Onde estão nossas caravelas?
No último episódio do Podcast DESVER, recebemos o Dr. Diogo Lara – psiquiatra e neurocientista, que explicou o efeito dos psicodélicos na experiência criativa. Com ele pude confirmar uma intuição elaborada ao longo de duas décadas no ensino do Desenho: o olhar é altamente condicionado por “estereótipos”, os quais se interpõem previamente entre nós e os objetos da visão. Isso coloca uma questão alarmante para os criadores de imagens: o olho não serve pra ver; ele funciona como uma “sonda de reconhecimento”, sendo o reconhecimento o elemento mais perigoso da equação.
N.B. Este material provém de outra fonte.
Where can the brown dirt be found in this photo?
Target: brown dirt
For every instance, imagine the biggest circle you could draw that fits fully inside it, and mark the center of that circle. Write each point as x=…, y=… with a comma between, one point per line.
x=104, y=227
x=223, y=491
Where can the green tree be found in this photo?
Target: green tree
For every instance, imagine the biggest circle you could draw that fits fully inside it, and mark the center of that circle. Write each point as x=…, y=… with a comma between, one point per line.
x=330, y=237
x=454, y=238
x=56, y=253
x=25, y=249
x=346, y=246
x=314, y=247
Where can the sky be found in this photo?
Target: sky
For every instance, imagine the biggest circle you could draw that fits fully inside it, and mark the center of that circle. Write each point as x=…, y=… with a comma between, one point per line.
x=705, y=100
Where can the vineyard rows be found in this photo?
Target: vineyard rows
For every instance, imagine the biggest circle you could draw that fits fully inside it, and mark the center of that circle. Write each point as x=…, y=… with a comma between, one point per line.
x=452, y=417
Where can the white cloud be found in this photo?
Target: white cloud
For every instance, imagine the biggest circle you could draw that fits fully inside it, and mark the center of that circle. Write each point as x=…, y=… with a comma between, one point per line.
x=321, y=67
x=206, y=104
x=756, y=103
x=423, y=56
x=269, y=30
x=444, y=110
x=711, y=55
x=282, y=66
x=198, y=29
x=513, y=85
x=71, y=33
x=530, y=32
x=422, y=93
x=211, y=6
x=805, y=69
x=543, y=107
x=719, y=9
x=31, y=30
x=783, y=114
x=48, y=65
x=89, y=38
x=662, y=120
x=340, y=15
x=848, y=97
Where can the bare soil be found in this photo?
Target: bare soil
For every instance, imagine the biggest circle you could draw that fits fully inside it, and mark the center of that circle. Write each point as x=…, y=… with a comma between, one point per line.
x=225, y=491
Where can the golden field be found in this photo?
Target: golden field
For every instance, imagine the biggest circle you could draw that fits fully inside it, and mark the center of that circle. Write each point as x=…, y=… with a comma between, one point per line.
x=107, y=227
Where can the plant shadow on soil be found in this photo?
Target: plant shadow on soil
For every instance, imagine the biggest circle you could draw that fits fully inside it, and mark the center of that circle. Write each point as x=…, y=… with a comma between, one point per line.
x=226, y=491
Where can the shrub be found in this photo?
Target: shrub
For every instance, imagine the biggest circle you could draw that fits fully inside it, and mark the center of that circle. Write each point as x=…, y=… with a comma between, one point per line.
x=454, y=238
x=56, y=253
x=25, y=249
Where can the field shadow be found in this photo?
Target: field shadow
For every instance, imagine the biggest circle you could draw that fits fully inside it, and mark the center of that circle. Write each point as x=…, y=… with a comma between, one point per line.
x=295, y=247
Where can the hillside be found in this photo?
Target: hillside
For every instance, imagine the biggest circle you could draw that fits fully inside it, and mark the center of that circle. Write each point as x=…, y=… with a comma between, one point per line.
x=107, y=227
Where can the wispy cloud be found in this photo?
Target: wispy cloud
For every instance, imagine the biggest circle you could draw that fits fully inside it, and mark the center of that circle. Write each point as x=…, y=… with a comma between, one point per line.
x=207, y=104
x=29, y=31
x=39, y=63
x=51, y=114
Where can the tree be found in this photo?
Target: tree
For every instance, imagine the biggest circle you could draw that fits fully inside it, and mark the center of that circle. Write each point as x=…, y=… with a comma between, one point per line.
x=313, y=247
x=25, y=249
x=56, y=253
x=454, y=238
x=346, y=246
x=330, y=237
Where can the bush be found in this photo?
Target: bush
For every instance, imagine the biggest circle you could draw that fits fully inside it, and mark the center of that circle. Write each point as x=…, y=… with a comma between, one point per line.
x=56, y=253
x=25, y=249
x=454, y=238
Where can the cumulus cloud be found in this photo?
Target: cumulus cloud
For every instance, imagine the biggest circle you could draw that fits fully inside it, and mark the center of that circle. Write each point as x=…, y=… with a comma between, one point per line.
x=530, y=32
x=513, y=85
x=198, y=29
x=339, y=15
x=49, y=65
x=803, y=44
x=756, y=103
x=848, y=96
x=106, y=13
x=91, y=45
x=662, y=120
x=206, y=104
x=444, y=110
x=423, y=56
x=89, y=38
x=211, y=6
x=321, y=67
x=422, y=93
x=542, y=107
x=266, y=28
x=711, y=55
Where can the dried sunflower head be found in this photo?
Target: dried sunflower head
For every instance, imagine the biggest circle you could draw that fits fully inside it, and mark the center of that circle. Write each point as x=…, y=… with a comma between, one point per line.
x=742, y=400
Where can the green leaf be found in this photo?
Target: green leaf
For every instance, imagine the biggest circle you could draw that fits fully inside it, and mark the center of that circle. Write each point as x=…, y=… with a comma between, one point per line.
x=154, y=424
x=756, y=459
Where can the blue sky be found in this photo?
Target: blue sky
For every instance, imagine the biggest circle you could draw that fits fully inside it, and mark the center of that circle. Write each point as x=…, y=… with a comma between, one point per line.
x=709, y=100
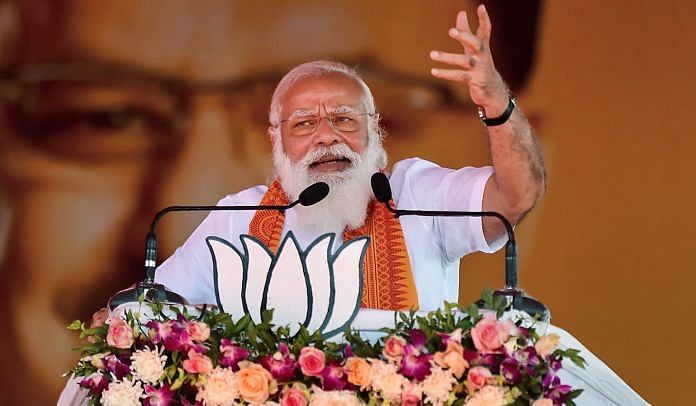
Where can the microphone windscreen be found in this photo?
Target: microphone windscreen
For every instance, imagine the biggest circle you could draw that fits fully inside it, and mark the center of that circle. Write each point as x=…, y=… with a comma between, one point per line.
x=313, y=194
x=381, y=187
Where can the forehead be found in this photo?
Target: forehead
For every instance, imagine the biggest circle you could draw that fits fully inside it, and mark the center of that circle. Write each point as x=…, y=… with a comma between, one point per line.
x=327, y=91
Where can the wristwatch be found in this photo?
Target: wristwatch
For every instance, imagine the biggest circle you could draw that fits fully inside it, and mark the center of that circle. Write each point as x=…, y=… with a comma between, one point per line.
x=492, y=122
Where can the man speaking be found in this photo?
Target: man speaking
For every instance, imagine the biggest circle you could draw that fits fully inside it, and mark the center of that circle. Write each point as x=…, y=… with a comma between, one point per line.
x=324, y=126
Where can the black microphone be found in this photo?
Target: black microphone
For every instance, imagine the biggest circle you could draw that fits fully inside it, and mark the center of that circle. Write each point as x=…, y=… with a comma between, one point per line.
x=152, y=291
x=515, y=295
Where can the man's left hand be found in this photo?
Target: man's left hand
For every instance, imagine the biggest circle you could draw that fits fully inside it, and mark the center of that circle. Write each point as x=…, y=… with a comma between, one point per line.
x=475, y=66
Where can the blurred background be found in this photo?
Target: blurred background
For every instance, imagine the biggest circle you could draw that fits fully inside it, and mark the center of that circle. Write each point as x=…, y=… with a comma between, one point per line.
x=112, y=110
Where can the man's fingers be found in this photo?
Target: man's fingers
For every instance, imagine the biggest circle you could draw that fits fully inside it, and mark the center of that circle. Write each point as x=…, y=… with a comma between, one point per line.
x=469, y=41
x=463, y=61
x=462, y=22
x=456, y=75
x=484, y=30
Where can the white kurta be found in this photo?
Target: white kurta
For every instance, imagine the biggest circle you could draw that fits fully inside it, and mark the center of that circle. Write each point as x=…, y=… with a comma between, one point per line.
x=435, y=244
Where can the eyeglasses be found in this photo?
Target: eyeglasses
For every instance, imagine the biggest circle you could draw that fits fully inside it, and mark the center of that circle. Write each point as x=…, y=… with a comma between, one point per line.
x=342, y=122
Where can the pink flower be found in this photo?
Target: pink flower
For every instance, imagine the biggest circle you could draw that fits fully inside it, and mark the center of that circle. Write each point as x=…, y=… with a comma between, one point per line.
x=489, y=334
x=198, y=331
x=488, y=396
x=412, y=395
x=311, y=361
x=394, y=348
x=120, y=334
x=197, y=363
x=99, y=317
x=154, y=396
x=543, y=402
x=230, y=354
x=478, y=377
x=293, y=397
x=96, y=383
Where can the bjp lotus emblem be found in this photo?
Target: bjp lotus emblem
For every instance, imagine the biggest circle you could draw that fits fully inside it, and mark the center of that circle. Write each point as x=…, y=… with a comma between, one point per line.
x=313, y=287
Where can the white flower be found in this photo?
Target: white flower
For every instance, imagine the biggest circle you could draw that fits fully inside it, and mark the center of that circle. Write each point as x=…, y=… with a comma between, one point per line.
x=333, y=398
x=219, y=388
x=488, y=396
x=122, y=393
x=438, y=385
x=386, y=380
x=148, y=365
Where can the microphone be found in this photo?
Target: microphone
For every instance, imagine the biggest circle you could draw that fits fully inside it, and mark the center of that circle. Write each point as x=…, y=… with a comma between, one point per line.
x=152, y=291
x=515, y=296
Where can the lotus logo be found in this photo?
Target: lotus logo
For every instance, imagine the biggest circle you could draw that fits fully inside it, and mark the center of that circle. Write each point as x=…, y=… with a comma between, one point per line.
x=314, y=287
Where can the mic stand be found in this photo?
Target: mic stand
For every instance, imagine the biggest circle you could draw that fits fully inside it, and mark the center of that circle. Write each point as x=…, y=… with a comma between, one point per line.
x=152, y=291
x=148, y=288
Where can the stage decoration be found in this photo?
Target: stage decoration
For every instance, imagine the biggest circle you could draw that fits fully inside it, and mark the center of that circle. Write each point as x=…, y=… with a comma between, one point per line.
x=157, y=354
x=315, y=286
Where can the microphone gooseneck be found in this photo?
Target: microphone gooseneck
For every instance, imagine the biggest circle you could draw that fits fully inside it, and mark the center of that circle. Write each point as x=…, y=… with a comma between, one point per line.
x=154, y=291
x=313, y=194
x=382, y=191
x=381, y=188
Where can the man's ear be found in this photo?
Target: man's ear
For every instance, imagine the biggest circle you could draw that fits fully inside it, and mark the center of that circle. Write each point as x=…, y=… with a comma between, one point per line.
x=271, y=135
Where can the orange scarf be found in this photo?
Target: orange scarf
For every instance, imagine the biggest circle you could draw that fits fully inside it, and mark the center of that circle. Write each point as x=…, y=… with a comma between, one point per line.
x=387, y=278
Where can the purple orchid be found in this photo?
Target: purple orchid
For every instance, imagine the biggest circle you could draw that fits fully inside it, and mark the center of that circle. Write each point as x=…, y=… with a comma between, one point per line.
x=333, y=377
x=230, y=354
x=163, y=396
x=558, y=394
x=417, y=339
x=414, y=364
x=348, y=351
x=527, y=358
x=159, y=331
x=510, y=370
x=555, y=363
x=281, y=364
x=96, y=383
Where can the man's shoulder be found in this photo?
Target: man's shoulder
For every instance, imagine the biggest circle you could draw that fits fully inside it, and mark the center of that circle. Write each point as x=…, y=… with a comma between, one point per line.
x=410, y=165
x=250, y=196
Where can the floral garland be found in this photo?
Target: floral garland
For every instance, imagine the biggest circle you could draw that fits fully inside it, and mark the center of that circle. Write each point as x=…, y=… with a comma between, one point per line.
x=445, y=358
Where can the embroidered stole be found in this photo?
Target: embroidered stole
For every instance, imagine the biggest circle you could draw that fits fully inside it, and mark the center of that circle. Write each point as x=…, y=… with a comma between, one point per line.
x=387, y=278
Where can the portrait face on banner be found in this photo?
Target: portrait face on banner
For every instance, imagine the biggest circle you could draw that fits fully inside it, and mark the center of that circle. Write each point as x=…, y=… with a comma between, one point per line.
x=110, y=111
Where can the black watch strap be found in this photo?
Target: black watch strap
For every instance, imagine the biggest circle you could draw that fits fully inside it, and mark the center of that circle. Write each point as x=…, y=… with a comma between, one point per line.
x=492, y=122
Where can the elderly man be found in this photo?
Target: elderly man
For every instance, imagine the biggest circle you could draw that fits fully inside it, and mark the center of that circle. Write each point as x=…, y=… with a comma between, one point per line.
x=324, y=126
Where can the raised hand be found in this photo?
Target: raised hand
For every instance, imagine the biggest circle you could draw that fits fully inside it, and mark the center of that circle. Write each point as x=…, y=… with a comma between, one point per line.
x=475, y=66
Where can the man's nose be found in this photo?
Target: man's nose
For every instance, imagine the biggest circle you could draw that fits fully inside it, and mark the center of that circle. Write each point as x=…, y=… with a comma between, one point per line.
x=326, y=134
x=217, y=156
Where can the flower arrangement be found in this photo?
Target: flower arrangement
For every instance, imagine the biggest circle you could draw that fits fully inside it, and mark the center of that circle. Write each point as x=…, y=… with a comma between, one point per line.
x=444, y=358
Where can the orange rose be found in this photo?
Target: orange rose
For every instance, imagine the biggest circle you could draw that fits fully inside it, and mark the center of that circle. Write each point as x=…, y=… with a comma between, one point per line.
x=120, y=334
x=452, y=358
x=198, y=331
x=197, y=363
x=359, y=372
x=254, y=383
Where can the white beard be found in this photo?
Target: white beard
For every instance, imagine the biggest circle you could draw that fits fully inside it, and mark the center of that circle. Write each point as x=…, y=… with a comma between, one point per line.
x=350, y=190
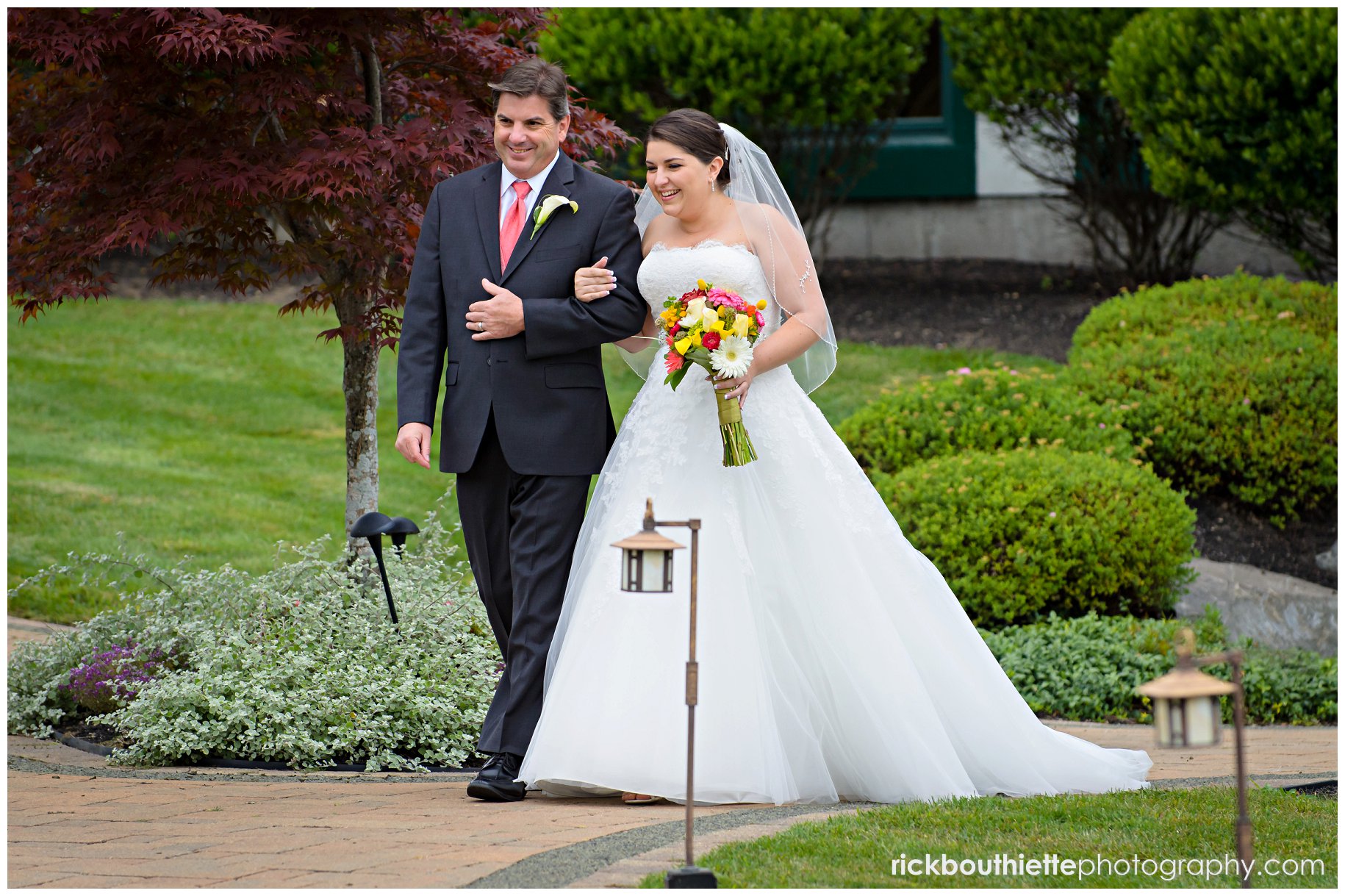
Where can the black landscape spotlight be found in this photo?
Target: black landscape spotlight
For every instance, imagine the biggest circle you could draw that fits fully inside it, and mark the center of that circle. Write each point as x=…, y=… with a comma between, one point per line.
x=398, y=528
x=374, y=526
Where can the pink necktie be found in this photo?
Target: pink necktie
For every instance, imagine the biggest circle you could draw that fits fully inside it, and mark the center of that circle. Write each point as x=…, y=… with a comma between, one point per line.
x=513, y=225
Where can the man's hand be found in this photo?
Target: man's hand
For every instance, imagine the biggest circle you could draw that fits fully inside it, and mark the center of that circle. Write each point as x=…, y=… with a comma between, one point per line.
x=413, y=443
x=499, y=317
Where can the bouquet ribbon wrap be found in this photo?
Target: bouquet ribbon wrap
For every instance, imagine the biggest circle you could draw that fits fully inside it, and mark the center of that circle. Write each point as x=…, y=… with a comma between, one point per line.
x=737, y=444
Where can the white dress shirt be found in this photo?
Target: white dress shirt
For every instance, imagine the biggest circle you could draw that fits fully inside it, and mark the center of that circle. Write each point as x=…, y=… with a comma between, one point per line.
x=509, y=194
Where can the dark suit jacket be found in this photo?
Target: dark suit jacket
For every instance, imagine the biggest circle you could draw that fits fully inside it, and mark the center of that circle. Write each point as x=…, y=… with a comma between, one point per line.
x=545, y=384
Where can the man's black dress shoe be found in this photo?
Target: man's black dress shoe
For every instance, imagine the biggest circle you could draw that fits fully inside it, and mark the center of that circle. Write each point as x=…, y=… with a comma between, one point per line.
x=495, y=782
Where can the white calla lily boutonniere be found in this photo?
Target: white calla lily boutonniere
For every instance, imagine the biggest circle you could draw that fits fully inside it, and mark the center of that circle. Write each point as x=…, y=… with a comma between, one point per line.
x=546, y=207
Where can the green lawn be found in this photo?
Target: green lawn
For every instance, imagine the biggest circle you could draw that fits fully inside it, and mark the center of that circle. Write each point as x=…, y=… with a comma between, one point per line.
x=858, y=850
x=217, y=431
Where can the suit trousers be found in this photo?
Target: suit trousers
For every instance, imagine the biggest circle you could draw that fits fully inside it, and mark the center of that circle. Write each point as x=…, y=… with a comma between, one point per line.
x=520, y=533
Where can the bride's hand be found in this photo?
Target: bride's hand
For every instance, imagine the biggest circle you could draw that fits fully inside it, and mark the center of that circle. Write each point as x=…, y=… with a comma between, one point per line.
x=735, y=387
x=593, y=283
Um exemplo prático disso: na primeira vez em que se percorre o caminho entre a casa e o novo trabalho, a visão trata de mapear o trajeto. Este, uma vez mapeado e conhecido, não é mais visto: a visão não é ativada mais a fim de poupar a energia que seria despendida em um novo e inútil reconhecimento (quem nunca passou pela experiência de chegar em algum lugar e dar-se conta de que realizou todo o percurso até lá sem olhar o caminho?). O olho como que “suspende” a recepção dos estímulos externos e os substitui por um projeto, um “mapa” já desenhado mentalmente (tal “mapa” é o que chamo de estereotipia).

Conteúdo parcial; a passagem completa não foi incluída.